2) I'm not stressed at all about the organisational aspect, it's a doddle I think, just the same as it was first time.
It's just..........I want a girl
Before I got pregnant with Max I wanted a girl, then when I was pregnant I had a feeling he was a boy, and got used to the idea he was a boy and in the end wanted a boy, but always to follow him with a girl. I love him to bits and love having a boy, don't get me wrong. But it's my long term desire to have a girl. I have a very close relationship with my mum and it's something I want with my own daughter. Yes you can be close to your son but there is something about a mother/daughter bond that I long for. I want to be the mother of the bride, not the mother in law.
I know the true answer for me is that I need to stay team yellow. Once he's born, I'll love him no matter what. I have to admit I know that I will have a split second of disappointment, but once he is in my arms, I am pretty sure my love will flood and I won't mind. And therefore if I do find out now and it is a boy, I'll have four months of that disappointment in my mind. Sounds awful and I hate myself for thinking it.
No one I know with a girl longs desperately for a boy, knowing they wouldn't be complete without one. It's always the other way round.
But should I find out now to get my head round it? I secretly hope my patience will pay off and ill be rewarded with a girl, but do i deserve one for thinking like I do?!

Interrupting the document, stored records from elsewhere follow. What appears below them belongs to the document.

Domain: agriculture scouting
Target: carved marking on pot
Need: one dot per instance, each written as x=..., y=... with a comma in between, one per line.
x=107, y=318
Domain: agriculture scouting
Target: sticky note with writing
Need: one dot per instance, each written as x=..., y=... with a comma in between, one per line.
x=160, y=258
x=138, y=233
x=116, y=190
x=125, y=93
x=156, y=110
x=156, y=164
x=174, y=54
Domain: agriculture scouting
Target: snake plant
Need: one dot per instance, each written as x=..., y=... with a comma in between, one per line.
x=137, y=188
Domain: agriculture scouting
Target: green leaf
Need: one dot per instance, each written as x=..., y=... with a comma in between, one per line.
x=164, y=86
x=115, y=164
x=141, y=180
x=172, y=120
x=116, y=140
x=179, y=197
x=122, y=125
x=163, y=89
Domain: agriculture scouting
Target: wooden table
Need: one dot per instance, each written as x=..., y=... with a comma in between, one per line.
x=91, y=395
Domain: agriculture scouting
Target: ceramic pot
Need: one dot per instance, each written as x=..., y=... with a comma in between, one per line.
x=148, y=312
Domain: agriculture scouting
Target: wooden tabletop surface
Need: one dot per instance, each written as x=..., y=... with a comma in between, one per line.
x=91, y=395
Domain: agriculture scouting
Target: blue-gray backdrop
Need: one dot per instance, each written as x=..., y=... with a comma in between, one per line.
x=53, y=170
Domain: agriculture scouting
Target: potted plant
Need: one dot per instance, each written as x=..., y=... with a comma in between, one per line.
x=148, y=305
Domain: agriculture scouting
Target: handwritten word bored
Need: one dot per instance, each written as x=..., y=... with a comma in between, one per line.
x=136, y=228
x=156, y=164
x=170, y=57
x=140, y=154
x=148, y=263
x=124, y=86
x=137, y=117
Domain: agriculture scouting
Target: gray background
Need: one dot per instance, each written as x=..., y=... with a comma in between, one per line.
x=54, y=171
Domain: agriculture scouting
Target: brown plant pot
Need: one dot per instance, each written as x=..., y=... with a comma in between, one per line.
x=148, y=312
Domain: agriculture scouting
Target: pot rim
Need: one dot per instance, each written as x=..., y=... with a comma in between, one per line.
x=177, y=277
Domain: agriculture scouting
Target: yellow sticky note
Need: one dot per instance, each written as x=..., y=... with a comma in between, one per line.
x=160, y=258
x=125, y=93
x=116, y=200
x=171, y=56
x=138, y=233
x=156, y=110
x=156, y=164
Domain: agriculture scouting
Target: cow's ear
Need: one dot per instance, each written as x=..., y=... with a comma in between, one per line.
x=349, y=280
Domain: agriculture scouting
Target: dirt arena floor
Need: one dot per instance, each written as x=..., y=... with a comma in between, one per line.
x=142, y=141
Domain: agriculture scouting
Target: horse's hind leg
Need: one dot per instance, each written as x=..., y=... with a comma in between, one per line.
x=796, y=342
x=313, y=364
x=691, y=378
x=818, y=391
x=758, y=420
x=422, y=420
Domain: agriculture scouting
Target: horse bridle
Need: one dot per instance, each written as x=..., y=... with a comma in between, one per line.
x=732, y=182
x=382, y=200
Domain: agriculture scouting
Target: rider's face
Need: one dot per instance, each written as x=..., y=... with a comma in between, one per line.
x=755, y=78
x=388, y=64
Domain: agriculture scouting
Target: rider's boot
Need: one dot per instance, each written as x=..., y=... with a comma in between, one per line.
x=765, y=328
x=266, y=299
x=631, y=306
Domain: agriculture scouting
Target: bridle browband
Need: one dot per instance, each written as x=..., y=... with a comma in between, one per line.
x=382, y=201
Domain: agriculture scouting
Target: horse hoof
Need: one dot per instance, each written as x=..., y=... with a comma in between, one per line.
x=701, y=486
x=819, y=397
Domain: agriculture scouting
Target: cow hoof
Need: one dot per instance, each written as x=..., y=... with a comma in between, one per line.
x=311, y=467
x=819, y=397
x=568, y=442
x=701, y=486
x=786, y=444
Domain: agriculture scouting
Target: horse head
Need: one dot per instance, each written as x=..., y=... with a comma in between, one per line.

I think it also doesn't help that there is a massive chance it'll be a boy anyway. In DH's family there are NO girls. DHs dad is one of 4 boys, DHs uncle has had two boys, DH has a brother, DHs cousin had a boy, DHs other cousin had two boys. Plus time of conception means there's a greater chance it's a boy anyway.
But the funny thing about all this is that I only see my family as me, DH and two boys. Maybe I just can see into the future???!!